6/07/2010

Paul Virilio and the Speed of War

As made clear in his works, Virilio has convinced me with his theory of dromology long ago, but with the advent of drone warfare, his wisdom seemed even more salient today than ever. He derived most of his cases from the first Iraq war, when CNN and modern cable news transformed the perception of contemporary war and he called it the "world war in miniature". I believed he'd be happy that he was absolutely right about the direction of development of war production, but he'd be even more sad that his prediction was right.
The electronicization of reality into video images and the light speed of surveillance have further evolved into a ubiquitous weapon that inserts technicians/analyst/non-combatants directly into the integrated battlefield. The "all seeing EYE" from the sky links Afghanistan with control rooms anywhere around the globe, making real battles more and more indiscernible from computer games and real killings more and more like wiping out a zombie. Though nothing new or unpredicted for us, the intensity and realness and the speed of such weapon system are still shocking enough.
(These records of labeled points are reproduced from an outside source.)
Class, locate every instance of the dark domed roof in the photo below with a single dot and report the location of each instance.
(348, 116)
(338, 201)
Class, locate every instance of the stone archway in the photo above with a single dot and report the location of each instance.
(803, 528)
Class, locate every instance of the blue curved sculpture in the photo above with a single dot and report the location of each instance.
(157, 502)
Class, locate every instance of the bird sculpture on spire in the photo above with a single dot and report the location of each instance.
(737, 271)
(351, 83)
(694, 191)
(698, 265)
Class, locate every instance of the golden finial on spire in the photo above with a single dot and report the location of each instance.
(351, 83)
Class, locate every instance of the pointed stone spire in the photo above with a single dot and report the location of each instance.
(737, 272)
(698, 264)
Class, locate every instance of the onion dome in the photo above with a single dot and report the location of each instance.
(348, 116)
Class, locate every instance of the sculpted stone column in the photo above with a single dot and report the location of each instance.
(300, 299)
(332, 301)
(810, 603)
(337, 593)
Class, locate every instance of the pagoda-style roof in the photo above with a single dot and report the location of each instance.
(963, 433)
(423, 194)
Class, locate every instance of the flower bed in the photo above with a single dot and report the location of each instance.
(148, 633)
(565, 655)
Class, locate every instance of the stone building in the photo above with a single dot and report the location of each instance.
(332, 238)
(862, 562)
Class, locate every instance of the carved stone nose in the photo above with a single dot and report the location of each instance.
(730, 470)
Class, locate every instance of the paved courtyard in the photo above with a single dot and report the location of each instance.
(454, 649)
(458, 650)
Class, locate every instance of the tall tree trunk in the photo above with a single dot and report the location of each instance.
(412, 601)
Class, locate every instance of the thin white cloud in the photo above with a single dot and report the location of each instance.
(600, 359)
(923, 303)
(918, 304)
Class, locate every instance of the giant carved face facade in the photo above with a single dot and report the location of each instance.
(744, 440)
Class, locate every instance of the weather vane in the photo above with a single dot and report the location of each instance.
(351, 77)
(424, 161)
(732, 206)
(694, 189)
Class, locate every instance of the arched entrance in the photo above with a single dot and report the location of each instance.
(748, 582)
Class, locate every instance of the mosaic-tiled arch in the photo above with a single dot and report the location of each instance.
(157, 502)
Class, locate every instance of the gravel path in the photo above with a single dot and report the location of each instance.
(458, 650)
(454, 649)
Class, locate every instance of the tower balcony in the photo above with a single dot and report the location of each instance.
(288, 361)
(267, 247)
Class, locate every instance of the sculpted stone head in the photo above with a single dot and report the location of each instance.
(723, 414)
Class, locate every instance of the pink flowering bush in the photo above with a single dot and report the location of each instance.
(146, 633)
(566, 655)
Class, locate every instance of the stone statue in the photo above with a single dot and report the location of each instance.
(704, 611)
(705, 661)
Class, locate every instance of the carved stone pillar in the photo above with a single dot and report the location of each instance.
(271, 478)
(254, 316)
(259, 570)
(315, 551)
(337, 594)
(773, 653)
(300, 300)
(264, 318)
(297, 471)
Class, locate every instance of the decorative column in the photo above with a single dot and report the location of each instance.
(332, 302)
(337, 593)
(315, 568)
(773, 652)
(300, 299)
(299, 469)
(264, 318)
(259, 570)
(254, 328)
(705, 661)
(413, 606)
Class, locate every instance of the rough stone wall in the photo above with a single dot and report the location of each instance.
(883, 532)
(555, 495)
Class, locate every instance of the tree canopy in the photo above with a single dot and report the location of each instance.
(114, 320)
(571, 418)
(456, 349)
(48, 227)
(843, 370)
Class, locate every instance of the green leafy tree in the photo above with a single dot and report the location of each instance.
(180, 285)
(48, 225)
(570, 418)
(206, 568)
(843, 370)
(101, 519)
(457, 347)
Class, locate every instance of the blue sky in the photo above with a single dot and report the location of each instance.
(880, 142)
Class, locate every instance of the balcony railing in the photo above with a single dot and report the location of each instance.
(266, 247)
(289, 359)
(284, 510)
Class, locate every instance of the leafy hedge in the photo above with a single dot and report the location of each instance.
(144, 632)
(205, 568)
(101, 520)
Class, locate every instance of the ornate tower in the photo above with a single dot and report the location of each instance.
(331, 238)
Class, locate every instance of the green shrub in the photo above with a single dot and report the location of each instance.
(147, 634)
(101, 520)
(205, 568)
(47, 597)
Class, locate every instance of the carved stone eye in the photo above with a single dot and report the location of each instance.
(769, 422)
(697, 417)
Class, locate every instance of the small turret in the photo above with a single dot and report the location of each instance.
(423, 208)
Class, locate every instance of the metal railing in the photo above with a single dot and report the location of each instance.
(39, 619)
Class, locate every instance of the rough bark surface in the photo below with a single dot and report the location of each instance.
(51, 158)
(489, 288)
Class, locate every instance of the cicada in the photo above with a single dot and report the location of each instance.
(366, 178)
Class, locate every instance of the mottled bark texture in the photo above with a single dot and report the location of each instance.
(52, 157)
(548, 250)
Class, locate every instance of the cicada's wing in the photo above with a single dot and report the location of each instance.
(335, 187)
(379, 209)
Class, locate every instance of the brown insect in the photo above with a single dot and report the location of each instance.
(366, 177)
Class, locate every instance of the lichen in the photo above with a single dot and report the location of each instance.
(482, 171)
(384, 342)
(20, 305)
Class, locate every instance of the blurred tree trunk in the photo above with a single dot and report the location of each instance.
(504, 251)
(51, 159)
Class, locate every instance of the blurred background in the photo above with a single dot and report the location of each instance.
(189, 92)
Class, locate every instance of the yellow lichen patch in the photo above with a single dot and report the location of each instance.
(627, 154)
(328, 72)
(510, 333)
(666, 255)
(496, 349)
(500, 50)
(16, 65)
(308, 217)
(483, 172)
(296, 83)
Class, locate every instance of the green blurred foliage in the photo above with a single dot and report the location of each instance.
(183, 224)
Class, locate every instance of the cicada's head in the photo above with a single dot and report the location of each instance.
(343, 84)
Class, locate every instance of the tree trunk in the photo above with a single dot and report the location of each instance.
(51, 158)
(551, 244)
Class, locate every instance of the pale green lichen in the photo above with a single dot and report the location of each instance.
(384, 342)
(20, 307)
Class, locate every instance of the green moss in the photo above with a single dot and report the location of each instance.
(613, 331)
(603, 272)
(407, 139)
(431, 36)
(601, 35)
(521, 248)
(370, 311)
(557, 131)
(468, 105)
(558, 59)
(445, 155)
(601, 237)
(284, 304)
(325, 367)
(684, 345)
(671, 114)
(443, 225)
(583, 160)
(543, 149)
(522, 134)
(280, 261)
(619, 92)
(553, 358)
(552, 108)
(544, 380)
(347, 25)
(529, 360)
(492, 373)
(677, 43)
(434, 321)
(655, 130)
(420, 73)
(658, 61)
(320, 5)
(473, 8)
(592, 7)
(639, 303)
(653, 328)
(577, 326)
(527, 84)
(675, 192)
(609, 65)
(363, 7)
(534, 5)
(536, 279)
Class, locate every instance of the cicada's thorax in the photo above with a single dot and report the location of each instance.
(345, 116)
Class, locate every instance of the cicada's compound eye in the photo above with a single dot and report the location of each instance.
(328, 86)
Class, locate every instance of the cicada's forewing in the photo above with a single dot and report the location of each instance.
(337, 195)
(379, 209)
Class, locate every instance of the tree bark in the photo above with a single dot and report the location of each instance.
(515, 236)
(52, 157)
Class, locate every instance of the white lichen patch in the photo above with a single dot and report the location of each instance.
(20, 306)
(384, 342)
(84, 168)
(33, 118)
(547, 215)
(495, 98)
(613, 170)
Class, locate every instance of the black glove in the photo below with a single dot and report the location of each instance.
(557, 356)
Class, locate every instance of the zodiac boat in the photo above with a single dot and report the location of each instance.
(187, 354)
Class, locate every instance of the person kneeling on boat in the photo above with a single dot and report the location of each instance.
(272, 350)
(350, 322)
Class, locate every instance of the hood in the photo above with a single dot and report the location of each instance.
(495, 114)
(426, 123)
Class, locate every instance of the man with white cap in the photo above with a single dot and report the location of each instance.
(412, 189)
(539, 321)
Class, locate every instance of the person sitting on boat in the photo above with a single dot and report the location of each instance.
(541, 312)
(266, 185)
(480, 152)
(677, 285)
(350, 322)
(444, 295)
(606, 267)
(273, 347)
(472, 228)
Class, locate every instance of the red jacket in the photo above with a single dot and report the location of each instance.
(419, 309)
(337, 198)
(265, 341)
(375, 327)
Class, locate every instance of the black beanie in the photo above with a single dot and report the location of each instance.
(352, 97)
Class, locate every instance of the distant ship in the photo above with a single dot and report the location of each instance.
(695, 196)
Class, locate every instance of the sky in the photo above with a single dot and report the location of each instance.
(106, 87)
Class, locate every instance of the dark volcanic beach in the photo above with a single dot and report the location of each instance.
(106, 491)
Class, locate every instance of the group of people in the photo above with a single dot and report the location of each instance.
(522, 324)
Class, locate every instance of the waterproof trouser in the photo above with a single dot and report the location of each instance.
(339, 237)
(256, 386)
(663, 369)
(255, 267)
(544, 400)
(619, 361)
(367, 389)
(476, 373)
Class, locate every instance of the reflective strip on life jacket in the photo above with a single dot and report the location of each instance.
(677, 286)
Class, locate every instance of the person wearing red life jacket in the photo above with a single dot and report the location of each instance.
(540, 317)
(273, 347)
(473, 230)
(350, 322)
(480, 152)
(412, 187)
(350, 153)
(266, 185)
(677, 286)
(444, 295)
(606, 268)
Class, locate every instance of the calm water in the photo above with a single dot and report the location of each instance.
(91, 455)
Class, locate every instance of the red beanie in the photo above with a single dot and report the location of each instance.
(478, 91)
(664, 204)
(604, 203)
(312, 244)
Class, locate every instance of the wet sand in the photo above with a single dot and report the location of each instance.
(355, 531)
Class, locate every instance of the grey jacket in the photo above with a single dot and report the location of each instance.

Speed is power, Virilio says. No wonder apps online with the speed of light sooner or later will be converted into military techs. Or maybe they are military invention/with military implication from the very beginning. Like twitter that's capable of destabilizing a country, Facebook now is used to converse soldiers out of danger or into a counterinsurgency action, let alone Google's power to ignore the warning from the world's no.2 power. Very soon, we'll see 3D becomes the new toy of the military, enabling troops to fight a detached warfare and yet maintaining all visual or even more sensation from the field. Casualties will decrease. As long as the military spending keeps up, less and less understanding of the local human society is required. So in order to look at your enemies in High Definition, you don't see them anymore.
Virilio believes in technology only in the sense that that forces the course of history more and more into the wrong direction. We throw a new tech into an old tech's mess without even contemplating the full ramifications of either one. We blindly applaud all technological advancements in a global race ( dromo )track. That being said, ironically, the reality is we're already in the war era of socially networked drones.